陆态网络连续重力站近期潮汐观测精度讨论

The Discussion on Recent Tidal Data Accuracy by Continuous Gravity Observation Stations in CMONOC

重力潮汐观测在全球潮汐模型的建立、重力扰动信号识别等工作中具有重要作用,而潮汐观测精度是完成这些工作的基础。本文利用中国大陆构造环境监测网络10个重力站3年的重力固体潮数据计算了观测潮汐模型。在与历史已有结果进行比较后,分析了观测潮汐模型精度以及环境对精度的影响。结果表明,10个站观测潮汐模型的M2波潮汐因子中,误差最优为0.00014,主要潮波平均精度优于0.0010,高于20世纪80~90年代弹簧重力仪0.5~1个数量级,部分站点的精度可达早期超导重力仪水平,而与现代OSG型超导重力仪精度相差0.5~1.0个数量级。利用重力站中最优观测潮汐模型进行潮汐改正,潮汐改正精度指标(DRMS)可达±(0.2~0.3)×10^-8m/s^2,稍优于DDW/NHi理论潮汐模型结果(±(0.3~0.6)×10^-8m/s^2)。10个重力站均表现出了观测优于理论模型的特点。观测环境和场地的干扰会导致观测潮汐模型的精度下降,部分台站受环境变化和观测系统本身老化等不稳定因素干扰,其观测潮汐模型精度下降。DRMS自(0.1~0.2)×10^-8m/s^2增至(1.0~1.7)×10^-8m/s^2。

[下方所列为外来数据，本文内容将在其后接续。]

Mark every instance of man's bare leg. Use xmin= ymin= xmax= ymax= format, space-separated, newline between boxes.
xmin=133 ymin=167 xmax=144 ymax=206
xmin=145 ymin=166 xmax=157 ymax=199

Gravity tide observation data plays an important role in the establishment of global tide model,and tide observation correction model,and the recognition of gravity disturbance signal.The accuracy of tide observation is critical to complete the above work.In this paper,the tidal model precision observed by 10 gPhone gravimeters in CMONOC have been compared to the existing ones.The effect of the observation environment and system,as well as the relationship between the accuracy of observed tidal model and of the tidal correction model have been discussed.It is shown that the accuracy of these gPhone gravimeters of which the optimal tide factor accuracy of M2 is0.00014 and average one is less than 0.001,which is 0.5~1.0 order higher than in magnitude of the spring gravimeters in 1980~1990 s.The accuracy of some gPhone can reach the level of early Superconducting gravimeters(SG).However,compared with of the OSG,the accuracy of gPhone is less than 0.5~1.0 order in magnitude.The tidal correction accuracy of the optimal tidal observation model in CMONOC is about±(0.2~0.3)×10^-8m/s^2,which is higher than±(0.3~0.6)×10^-8m/s^2 of DDW/NHi model.And the observed tidal correction model is better than the theoretical one in all of gPhone.The disturbance of the observation environment and system will decrease the accuracy of the observed tidal correction model.In specific,some accuracy have reduced from(0.1~0.2)×10^-8m/s^2 to(1.0~1.7)×10^-8m/s^2 by interference of the observation system.